Great lighting has the ability to make, or sometimes break, any space. The way you should tackle the lighting plan starts with the type of renovation you are doing – a whole house or one room update. But no matter of the scale of your renovation project, getting lighting plan right for your project is so important as it can make a big difference to how your home feels. We are about halfway through our renovation project, and did our lighting plan a few weeks ago already!
WHAT MAKES A GOOD LIGHTING PLAN?
When thinking about the ambience and atmosphere in your home, lighting can be one of the most fundamental elements. Brighter lights can make you feel alert and awake, where as dimmer, softer lights can be relaxing and soothing.
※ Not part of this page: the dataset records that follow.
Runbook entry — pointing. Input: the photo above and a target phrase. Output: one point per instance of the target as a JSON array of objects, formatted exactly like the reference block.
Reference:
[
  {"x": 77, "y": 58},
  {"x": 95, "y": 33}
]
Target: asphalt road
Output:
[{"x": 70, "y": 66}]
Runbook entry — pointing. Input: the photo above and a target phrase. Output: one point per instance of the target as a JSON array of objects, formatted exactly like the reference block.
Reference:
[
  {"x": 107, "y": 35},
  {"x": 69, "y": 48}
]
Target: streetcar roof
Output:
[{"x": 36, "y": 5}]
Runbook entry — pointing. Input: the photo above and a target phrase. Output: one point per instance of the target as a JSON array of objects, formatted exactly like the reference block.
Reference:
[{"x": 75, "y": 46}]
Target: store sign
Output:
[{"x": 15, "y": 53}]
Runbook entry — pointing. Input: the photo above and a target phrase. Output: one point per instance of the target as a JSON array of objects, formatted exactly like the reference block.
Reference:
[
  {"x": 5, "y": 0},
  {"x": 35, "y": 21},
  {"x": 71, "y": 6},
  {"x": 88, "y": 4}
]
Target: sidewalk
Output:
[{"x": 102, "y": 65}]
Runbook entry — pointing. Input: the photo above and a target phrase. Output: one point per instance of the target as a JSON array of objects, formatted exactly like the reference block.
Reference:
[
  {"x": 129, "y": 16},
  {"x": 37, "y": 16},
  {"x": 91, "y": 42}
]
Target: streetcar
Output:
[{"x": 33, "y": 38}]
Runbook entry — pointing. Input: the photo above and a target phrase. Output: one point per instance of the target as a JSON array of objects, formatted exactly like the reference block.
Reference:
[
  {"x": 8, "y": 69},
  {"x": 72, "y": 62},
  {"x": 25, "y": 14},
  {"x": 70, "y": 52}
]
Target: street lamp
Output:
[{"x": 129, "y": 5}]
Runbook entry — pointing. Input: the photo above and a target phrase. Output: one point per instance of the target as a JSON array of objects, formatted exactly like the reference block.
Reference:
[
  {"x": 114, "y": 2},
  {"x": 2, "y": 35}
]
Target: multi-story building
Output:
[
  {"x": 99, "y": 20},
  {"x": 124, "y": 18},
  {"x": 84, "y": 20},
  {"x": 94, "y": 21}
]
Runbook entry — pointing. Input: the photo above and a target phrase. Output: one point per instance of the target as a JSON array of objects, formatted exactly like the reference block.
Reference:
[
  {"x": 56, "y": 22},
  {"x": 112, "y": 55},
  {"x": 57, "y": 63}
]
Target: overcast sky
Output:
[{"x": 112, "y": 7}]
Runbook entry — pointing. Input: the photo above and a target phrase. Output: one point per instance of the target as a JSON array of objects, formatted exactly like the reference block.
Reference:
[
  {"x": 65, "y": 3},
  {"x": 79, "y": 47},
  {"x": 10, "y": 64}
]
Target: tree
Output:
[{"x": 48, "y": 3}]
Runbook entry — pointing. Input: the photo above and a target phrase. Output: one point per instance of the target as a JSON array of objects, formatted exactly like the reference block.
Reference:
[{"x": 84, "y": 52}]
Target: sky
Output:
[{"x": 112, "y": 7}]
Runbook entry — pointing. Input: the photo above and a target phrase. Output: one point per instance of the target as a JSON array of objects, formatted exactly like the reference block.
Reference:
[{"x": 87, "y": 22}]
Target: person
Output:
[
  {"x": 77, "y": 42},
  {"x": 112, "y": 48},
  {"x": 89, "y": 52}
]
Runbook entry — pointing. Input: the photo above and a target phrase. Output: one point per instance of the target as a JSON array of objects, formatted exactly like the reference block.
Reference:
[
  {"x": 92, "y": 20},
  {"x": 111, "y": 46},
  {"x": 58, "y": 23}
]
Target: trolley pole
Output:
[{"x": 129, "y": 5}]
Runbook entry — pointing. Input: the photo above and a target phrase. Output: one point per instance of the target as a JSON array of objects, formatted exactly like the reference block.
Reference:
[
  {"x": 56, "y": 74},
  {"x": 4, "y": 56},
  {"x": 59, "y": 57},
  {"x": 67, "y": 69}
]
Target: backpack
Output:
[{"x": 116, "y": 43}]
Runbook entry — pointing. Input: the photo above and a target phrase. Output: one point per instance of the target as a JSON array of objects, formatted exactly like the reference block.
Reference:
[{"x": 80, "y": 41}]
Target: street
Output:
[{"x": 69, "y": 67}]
A good lighting plan supports the function of each room and has selection of different lighting sources. There are three major types of lighting to consider:
- Ambient lighting – the overall light source of a room. Spotlights, pendants, wall lights etc.
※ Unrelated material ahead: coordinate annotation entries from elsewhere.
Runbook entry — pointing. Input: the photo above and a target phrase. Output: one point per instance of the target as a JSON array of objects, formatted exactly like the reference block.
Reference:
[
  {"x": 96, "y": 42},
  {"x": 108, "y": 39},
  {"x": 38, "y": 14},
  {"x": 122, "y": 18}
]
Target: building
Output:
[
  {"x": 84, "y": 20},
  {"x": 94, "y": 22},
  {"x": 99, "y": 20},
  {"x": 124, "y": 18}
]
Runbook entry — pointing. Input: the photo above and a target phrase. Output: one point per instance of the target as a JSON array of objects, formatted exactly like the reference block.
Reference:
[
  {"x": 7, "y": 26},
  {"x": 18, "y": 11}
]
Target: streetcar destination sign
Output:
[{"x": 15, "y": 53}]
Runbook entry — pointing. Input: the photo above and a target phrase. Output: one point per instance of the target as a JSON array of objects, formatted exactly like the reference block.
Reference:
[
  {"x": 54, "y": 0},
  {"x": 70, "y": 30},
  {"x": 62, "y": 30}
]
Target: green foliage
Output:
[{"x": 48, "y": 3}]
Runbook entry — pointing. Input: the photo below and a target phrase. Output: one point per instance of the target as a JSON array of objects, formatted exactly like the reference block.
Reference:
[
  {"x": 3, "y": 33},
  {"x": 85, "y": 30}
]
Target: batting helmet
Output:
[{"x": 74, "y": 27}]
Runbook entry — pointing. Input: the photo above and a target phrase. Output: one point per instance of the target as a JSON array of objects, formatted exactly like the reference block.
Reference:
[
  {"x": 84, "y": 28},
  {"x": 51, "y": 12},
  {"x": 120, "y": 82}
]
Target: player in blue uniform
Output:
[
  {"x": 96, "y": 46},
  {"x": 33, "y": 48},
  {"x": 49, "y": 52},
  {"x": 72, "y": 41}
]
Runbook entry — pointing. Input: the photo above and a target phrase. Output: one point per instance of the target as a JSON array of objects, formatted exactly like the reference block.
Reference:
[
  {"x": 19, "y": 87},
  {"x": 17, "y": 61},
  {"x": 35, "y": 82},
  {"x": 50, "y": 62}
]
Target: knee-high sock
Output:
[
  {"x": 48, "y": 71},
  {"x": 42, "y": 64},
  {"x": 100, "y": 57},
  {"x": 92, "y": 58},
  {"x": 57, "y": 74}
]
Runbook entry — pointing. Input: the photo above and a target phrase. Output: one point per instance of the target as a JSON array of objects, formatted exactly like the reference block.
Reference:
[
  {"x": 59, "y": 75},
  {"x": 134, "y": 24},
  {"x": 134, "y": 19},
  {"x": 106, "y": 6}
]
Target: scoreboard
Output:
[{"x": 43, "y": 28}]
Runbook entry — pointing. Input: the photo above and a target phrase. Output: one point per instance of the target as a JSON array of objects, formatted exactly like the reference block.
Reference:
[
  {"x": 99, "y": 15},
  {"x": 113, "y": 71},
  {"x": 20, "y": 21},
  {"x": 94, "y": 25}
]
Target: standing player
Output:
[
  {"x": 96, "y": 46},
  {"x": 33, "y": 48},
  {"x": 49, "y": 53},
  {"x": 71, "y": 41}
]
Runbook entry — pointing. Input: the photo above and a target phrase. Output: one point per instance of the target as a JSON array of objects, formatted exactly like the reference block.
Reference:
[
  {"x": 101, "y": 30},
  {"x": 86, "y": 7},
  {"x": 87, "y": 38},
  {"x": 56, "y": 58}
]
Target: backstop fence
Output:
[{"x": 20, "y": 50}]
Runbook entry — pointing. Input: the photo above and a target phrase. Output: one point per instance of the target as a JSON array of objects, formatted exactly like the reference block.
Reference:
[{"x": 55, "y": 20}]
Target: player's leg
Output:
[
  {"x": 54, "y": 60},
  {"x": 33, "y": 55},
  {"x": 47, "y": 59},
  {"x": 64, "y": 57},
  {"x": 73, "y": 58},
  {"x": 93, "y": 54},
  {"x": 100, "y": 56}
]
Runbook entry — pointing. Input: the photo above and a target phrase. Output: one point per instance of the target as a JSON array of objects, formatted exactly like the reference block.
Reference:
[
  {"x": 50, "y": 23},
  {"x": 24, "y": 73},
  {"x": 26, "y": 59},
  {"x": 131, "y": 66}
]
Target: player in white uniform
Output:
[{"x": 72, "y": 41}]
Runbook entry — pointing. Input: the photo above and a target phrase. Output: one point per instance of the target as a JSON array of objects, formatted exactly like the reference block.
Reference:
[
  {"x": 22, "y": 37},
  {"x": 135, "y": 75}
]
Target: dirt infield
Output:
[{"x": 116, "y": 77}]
- Task lighting – lighting for a specific task. Light for reading, food preparation etc.
- Accent lighting – highlight things around your house that you want to draw attention. Display cabinet, art etc.
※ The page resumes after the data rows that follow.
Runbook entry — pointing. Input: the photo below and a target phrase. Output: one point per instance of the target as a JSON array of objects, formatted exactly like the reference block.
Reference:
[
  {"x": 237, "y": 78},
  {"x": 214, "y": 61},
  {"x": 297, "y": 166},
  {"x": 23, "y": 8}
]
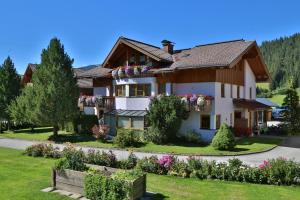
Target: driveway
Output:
[{"x": 290, "y": 149}]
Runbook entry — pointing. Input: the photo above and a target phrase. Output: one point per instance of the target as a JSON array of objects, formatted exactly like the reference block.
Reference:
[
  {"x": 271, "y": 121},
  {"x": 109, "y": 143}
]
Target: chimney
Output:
[{"x": 168, "y": 46}]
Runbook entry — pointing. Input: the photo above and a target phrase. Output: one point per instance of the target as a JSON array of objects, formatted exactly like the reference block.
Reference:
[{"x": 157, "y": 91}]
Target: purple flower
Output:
[
  {"x": 129, "y": 70},
  {"x": 265, "y": 164},
  {"x": 93, "y": 99},
  {"x": 145, "y": 69},
  {"x": 166, "y": 161}
]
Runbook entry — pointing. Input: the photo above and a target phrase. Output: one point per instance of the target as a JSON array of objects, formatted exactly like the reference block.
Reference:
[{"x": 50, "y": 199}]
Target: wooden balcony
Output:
[{"x": 105, "y": 103}]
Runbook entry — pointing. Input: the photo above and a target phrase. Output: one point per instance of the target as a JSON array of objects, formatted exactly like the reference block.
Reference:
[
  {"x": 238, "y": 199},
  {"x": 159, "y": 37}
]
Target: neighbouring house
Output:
[{"x": 218, "y": 82}]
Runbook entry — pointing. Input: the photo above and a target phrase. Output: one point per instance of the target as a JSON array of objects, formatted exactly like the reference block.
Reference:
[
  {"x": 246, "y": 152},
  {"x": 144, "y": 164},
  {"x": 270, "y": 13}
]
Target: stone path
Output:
[{"x": 290, "y": 149}]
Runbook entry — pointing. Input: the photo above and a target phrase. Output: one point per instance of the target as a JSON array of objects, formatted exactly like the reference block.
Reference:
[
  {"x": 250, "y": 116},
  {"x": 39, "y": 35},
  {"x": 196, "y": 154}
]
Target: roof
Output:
[
  {"x": 156, "y": 51},
  {"x": 267, "y": 102},
  {"x": 95, "y": 72},
  {"x": 221, "y": 54},
  {"x": 249, "y": 104},
  {"x": 85, "y": 82},
  {"x": 80, "y": 70},
  {"x": 150, "y": 50},
  {"x": 128, "y": 113}
]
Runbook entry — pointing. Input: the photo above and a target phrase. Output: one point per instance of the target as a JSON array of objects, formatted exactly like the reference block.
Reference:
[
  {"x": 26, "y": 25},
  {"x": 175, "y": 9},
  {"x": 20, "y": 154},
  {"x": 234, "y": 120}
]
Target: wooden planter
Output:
[{"x": 73, "y": 181}]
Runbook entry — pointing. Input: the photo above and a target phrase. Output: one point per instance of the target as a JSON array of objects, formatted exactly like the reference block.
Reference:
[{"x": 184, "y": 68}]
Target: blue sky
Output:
[{"x": 89, "y": 28}]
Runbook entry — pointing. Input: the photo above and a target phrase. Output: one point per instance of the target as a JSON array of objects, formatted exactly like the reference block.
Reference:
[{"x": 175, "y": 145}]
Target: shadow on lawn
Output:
[
  {"x": 72, "y": 138},
  {"x": 34, "y": 131}
]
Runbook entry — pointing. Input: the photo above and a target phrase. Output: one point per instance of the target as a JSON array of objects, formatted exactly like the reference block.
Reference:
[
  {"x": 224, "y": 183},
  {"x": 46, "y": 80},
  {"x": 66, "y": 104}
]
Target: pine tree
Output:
[
  {"x": 292, "y": 114},
  {"x": 52, "y": 100},
  {"x": 10, "y": 84},
  {"x": 55, "y": 87}
]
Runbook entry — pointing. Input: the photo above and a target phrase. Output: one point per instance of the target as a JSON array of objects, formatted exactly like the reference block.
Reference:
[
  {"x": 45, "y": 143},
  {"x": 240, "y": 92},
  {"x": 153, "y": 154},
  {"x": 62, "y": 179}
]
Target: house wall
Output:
[
  {"x": 135, "y": 103},
  {"x": 250, "y": 81},
  {"x": 100, "y": 91}
]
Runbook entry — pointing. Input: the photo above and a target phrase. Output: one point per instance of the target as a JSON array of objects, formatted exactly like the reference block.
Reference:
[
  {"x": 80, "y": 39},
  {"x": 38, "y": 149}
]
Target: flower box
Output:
[{"x": 73, "y": 181}]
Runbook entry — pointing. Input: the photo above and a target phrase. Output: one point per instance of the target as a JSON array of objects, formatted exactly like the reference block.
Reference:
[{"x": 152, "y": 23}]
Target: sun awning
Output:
[
  {"x": 128, "y": 113},
  {"x": 250, "y": 104}
]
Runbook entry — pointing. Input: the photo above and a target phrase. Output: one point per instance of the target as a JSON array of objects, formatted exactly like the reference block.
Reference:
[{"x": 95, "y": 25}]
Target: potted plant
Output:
[
  {"x": 137, "y": 71},
  {"x": 129, "y": 71},
  {"x": 120, "y": 72}
]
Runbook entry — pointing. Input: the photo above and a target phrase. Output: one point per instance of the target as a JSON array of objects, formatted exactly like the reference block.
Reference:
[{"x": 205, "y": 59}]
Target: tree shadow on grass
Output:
[
  {"x": 155, "y": 196},
  {"x": 35, "y": 131},
  {"x": 72, "y": 138}
]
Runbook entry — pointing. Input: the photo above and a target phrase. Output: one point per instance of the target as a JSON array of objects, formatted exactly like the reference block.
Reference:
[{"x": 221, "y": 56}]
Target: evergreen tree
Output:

My favourite lighting plans take a layered approach to lighting with different light sources across different levels to create ambience and interest in a room. By using a combo of ceiling -, wall – and pendants lights you can create far more interesting lighting to your space . I also love using floor lamps because they reflect light up to the ceiling, giving off a lovely soft glow that works really well.
I also try to use lighting to make the most of a room’s size and shape –uplighting makes a room feel larger, low hung pendants will create an illusion of height and groups of lighting can make larger rooms cosier.
Task lighting is an important part of the lighting plan, especially in the kitchen. There’s nothing worse than a poorly lit kitchen, and if you’re not paying attention of task lighting, you’ll end up with dark corners where the ambient lighting gets blocked by overhead cabinetry or a person working in the kitchen.
Wall lights and pendants are great for reading areas in the bedroom. Not only do they look good, but you’ll have more space on the bedside table without a table lamp!
Accent lighting is a bit more of luxury to have. However, if your budget allows it’s definitely worth considering. This type of lighting can be perfect in a space where you don’t need bright lights, but are likely to have wall art that would benefit from being lit for that extra drama.
How to create a lighting plan:
- Have a few copies of your room floorplan, ruler and coloured pens.
- Start of with ambient lighting, draw dots using one of the colours and mark next to it if it’s a pendant, wall light or a spotlight. Use a mixture of lights to create layers. Consult your electrician if unsure about the number of spotlights you’ll need (if using).
- Next add task and accent lighting, using different colours. Think about the space carefully and how you or your family will likely to be using the space. Not every room needs task or accent lighting.
- Light switches and dimmers. Again, mark these to your plan using different colour. Do you need 2- or 3-way switches too? I love having dimmers but not every light in every room need to be dimmable.
- Set a budget and stick to it! A good lighting plan is also a one you can afford.